Furthermore, the implementation process of the AR scenario needs to be discussed. The development was based on a close collaboration of an interdisciplinary team. While the researchers were compiling the AR scenario for the study, the responsible urban municipality had to provide the data as they are not publicity available. Involved planning offices supported the researchers to prepare and incorporate data into the AR app. The broad range of co-authors as well institutions mentioned in the acknowledgements reflects that. Additionally, the implementation required a collaboration with the app’s developers providing support for improving the functionality and the user’s experience. Hence, it can be argued—given, that the selected app is one of the leading in its field—that AR is not a mature technology yet. However, with respect to conducted previous studies (Söbke et al. 2018), the researchers observed a significant progress in terms of the implementation of AR scenarios, user experience as well as technical features and functions. Therefore, it may be just a matter of time before these applications will be marketable and be widely used for infrastructure planning.

5 Conclusions

The recent years brought the rise of metaverse(s) and AR as one of its key technologies in urban planning. While in some areas such as the early participation of the public, have been intensively explored, in the field of technical infrastructure development and particularly with the focus on wastewater infrastructure planning the metaverse is still in its initial stage. So far, only few apps exist mainly addressing aspects of construction and of maintenance. The conducted study seeks to foster the implementation of AR in the wastewater sector leading to better planning results.
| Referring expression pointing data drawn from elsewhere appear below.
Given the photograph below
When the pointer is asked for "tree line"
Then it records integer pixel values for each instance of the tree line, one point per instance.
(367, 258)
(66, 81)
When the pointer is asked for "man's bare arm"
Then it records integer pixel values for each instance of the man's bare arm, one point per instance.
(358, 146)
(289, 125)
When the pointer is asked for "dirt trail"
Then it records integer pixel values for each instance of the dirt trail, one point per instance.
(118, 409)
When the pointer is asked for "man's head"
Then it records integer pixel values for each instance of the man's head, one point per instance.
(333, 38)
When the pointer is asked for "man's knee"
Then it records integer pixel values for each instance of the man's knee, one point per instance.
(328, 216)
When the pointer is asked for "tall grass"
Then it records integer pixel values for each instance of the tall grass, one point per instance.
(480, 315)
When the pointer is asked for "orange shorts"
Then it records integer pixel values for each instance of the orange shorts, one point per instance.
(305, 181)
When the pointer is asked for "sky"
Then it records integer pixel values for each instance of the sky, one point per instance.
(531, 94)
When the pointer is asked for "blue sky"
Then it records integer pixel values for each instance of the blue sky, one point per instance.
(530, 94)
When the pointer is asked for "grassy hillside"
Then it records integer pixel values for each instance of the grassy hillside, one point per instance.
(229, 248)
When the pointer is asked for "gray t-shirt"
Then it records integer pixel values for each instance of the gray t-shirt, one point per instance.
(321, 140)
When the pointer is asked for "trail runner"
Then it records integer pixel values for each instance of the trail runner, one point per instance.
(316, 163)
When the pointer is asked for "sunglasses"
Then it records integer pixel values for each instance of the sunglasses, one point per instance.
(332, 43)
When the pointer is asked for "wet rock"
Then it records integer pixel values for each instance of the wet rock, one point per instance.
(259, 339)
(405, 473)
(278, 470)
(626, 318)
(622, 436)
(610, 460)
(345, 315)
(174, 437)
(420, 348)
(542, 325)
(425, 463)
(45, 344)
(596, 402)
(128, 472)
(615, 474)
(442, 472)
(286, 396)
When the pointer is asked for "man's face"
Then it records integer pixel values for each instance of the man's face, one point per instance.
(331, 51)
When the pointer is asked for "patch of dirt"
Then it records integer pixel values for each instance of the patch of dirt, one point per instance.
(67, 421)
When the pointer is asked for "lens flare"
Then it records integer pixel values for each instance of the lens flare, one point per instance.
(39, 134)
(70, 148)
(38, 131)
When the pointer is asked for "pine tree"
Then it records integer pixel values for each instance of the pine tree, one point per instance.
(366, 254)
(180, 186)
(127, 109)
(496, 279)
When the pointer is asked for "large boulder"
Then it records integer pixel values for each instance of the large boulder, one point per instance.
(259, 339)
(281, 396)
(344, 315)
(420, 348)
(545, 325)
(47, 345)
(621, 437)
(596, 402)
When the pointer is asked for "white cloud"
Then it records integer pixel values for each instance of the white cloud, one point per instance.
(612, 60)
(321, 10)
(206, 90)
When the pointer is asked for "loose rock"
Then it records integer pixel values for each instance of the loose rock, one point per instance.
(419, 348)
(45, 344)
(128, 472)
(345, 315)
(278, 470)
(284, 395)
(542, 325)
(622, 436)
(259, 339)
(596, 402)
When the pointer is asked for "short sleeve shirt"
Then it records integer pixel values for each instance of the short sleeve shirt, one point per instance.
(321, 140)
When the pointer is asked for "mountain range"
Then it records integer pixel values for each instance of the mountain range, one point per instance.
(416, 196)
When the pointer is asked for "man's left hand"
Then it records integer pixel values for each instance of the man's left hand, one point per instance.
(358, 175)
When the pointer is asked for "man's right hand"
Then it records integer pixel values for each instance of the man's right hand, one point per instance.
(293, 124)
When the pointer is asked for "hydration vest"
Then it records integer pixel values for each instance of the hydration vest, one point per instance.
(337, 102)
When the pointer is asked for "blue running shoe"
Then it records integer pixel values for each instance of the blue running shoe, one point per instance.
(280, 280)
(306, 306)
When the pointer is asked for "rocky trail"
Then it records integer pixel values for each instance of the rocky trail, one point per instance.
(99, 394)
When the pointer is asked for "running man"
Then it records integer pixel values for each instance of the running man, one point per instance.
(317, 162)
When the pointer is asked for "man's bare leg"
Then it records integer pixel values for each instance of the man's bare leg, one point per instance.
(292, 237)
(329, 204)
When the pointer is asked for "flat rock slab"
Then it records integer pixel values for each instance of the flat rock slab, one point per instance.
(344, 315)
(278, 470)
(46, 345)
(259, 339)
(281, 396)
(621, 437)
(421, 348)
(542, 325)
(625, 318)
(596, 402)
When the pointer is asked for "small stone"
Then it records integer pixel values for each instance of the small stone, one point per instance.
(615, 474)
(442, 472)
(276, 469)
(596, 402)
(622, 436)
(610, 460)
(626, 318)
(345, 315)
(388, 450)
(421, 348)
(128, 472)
Based on a designed AR scenario, a mixed-methods approach was used consisting of quantitative and qualitative tools to evaluate the practical value of AR for wastewater infrastructure planning. Emphasising three focus points—significance for wastewater infrastructure planning, user experience and technical aspects—the general results show a substantial value of AR bearing multiple advantages to enhance planning processes. Nevertheless, some areas, such as the user interface as well as the technical features and functions, offer potential for improvements. Within the scope of the rapid technical development, it can be expected that the experienced weaknesses will be overcome, and additional valuable affordances will emerge in the coming years. This will transform metaverse(s) and particularly AR from a term appearing in literature initially in the early 1990s (Milgram et al. 1995) into a standard technology for urban planners.